With Serena Lee ’18 and Grace Bae ’18, the evening’s music resumed. The duo, both hailing from South Korea, sang in their native language, enchanting those gathered with uplifting Korean tunes.

Next, LiNK members Sandy Jiang ’19 and Elba Pascual ’19 talked briefly about LiNK’s goals. They presented a letter from a refugee named Shin Ae who was rescued using funds raised at Vassar. The letter thanked students at Vassar for their efforts and support. Shin Ae wrote in her letter, “It’s all thanks to you that I can go to South Korea. Thank you much for your help. I won’t forget you.”

The next performer was Evelyn Frick ’19. [Full Disclosure: Evelyn Frick is the Humor and Satire Editor of The Miscellany News]. Frick, a member of Indecent Exposure, who showcased her comedic skills with an unapologetically funny stand up set. Though she is not a member of LiNK, Frick was enthusiastic about performing at the concert. “Contributing to their work, even in a small way, was wonderful,” she said. “The work they do in supporting Korean refugees is important, and I was especially glad to be a part of it.”
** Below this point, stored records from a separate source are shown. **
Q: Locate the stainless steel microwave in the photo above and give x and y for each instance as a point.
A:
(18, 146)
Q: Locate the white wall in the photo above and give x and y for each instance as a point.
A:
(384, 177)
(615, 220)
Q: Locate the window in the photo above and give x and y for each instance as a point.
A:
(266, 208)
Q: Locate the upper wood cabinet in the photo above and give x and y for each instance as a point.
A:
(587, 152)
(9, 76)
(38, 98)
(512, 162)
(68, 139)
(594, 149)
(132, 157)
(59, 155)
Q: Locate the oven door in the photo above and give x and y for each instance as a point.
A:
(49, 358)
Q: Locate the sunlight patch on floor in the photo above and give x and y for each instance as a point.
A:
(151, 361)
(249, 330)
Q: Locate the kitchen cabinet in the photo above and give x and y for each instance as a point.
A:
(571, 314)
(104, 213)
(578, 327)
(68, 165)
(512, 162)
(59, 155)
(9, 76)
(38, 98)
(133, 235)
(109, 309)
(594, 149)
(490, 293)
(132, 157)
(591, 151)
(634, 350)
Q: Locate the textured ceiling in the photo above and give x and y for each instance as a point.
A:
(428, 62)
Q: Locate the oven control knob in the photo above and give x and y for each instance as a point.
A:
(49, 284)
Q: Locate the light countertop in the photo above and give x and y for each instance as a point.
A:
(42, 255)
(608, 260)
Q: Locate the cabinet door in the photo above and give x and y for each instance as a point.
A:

Francis Kundi ’18, a member of LiNK, performed a rendition of Frank Ocean’s song “Ivy.” Kundi’s thought-provoking and emotive performance gave rise to one of the most enthusiastic ovations of the night. Kundi said, “I wanted nothing more than to perform at this LiNK event.” He expressed that he was happy to be able to make a difference for those suffering in North Korea, with the added bonus of getting his cover of “Ivy”—a recording of which he anticipates releasing in the coming weeks—in people’s heads.

Other performers included Andrew Wang ’17, Jana Chiu ‘17, Eunbee Kim ’19, Bianca Barragan ’19, the a cappella groups Home Brewed and BAM and the K-Pop Dance group KoDC (pronounced “ko-deece”).

Once the performances were over, Lee took the stage one last time to thank everyone for coming. With the help of Vassar College Refugee Solidarity, LiNk will be donating clothing left over from its flea market to various other causes, reflecting LiNK’s greater goal of not only helping the people of North Korea, but also bringing people together to help those in need, wherever they may be.